Addressing the next topic, persistent asthma, Bassett indicated that proper and continuing treatment of asthma is essential. "Within 12 to 18 months of presenting with asthma symptoms, asthma patients, if not properly treated, may lose airway function," Bassett said. And some of this lost airway function is not reversible.
"We refer to this as airway remodeling by virtue of collagen deposition into the lung," Bassett continued. "It is very important to get anti-inflammatory agents into the lung to prevent complications. We are really adamant about promoting inhaled corticosteroids for persistent asthma." According to Bassett, devices to measure exhaled nitrous oxide are expected to be available in the office setting within the next two years to provide a means of assessing treatment efficacy for persistent asthma and optimizing patient management.
Both Schenkel and Bassett specifically mentioned Schering's Asmanex (mometasone furoate), which was launched in September 2005 as a dry-powder TWISTHALER. With daily (q.d.) dosing, it is indicated for both maintenance treatment and prophylactic therapy of asthma in patients aged 12 years and older. They contend that it is a promising new therapeutic addition with a very favorable side-effect profile.

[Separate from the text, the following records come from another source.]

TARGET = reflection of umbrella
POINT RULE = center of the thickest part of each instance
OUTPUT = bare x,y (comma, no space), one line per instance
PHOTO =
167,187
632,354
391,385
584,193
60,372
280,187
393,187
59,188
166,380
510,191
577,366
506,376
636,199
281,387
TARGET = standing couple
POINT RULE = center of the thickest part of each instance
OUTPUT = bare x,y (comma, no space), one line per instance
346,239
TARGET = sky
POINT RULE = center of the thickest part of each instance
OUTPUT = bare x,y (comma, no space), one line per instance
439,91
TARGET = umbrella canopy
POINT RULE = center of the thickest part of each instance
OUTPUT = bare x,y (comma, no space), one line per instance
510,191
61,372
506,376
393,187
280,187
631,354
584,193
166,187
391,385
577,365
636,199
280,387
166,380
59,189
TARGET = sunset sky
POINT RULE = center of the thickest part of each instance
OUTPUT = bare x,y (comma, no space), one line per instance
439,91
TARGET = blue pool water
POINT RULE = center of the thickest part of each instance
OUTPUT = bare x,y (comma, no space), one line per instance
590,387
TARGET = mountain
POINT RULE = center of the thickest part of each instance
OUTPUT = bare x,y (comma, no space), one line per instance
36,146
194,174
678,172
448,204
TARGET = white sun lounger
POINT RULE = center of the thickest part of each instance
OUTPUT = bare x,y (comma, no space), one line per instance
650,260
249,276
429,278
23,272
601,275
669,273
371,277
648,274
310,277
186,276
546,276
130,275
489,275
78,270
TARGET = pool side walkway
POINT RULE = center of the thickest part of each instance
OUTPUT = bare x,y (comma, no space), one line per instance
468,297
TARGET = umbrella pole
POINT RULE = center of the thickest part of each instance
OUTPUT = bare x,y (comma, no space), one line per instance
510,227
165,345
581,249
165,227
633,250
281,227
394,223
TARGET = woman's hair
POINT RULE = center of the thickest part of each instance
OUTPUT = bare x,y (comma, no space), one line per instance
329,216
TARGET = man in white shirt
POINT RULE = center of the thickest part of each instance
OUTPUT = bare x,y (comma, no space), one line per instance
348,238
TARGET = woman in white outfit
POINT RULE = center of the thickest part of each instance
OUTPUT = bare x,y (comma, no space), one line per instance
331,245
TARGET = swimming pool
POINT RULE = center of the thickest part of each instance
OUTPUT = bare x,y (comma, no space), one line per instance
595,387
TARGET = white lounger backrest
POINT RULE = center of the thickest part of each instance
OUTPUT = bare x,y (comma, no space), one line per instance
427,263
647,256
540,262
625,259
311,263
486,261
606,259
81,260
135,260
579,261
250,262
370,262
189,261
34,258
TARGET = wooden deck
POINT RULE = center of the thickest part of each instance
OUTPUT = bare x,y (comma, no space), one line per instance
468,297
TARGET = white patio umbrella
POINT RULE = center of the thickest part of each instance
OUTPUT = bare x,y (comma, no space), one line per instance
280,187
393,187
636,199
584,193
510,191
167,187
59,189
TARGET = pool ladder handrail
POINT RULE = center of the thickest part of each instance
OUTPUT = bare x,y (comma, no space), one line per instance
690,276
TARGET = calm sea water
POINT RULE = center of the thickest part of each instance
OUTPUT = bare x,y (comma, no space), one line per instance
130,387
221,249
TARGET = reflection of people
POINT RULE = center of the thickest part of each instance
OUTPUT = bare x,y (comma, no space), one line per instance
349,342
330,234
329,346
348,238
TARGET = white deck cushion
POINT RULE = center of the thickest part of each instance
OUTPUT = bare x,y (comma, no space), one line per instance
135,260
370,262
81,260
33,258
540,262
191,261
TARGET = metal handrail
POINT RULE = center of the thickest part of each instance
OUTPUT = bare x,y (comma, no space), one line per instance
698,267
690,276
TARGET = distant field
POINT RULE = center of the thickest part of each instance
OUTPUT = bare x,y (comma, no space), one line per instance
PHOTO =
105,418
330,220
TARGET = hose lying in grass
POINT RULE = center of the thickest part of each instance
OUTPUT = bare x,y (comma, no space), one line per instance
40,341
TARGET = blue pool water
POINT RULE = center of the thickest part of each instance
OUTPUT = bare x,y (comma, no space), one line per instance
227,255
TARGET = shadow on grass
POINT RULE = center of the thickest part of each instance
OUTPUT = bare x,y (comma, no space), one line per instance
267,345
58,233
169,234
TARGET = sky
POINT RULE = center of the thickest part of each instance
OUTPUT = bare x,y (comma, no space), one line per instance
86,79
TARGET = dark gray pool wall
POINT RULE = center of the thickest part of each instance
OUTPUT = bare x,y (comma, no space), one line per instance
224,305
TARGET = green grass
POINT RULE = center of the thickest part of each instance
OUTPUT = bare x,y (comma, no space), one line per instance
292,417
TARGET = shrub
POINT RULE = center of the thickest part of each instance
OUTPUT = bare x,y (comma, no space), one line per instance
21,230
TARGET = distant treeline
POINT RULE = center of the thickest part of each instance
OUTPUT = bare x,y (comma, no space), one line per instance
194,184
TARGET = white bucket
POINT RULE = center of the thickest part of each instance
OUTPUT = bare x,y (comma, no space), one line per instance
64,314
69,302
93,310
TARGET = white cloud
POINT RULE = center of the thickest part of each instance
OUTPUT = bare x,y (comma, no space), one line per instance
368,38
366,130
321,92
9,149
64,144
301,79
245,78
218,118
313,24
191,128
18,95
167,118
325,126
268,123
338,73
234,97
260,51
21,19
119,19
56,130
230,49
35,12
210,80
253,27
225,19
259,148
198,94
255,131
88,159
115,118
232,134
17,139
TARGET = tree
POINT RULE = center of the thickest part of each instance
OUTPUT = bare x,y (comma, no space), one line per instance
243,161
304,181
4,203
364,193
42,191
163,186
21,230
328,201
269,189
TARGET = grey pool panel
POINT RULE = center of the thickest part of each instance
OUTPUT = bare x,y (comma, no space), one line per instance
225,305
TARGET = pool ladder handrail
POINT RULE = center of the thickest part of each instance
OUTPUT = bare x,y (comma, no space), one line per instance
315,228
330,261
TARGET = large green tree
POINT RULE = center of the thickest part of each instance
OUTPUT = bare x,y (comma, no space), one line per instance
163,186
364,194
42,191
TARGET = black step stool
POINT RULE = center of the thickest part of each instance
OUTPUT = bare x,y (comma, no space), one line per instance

Preventative asthmatic therapies, as noted by Bassett, represent a significant advance. There is as yet no cure for asthma and current therapies are targeted toward chronic disease management rather than cure. According to Bassett, the preferred step therapy for asthma is as follows: low-dose inhaled corticosteroids in mild, persistent asthma; low- to medium-dose inhaled corticosteroid and long-acting ß2-agonists; high-dose inhaled corticosteroids and long-acting ß2-agonists; and, if needed, corticosteroid tablets or syrup. Alternative therapies include cromolyn, leukotriene modifiers, nedocromil (Tilade, King Pharmaceuticals), and sustained-release theophyllines.
In a follow-up interview to the meeting, John Forbes, R.Ph., a community pharmacist at MediCap pharmacy in Des Moines, commented that he has seen "increased patient satisfaction and a decreased number of ER and hospital visits over the past three to five years" for both allergy and asthma. Physicians are more aware now, he said, and they treat patients with bronchodilators and steroids, preferably inhaled corticosteroids. Forbes has also seen "a large increase in the use of the leukotriene modifiers," for example, montelukast (Singulair, Merck). He feels we have made significant strides in the management of both allergies and asthma, and he looks for further improvements down the road.
THE AUTHOR is a healthcare communications specialist residing in Montville, N.J.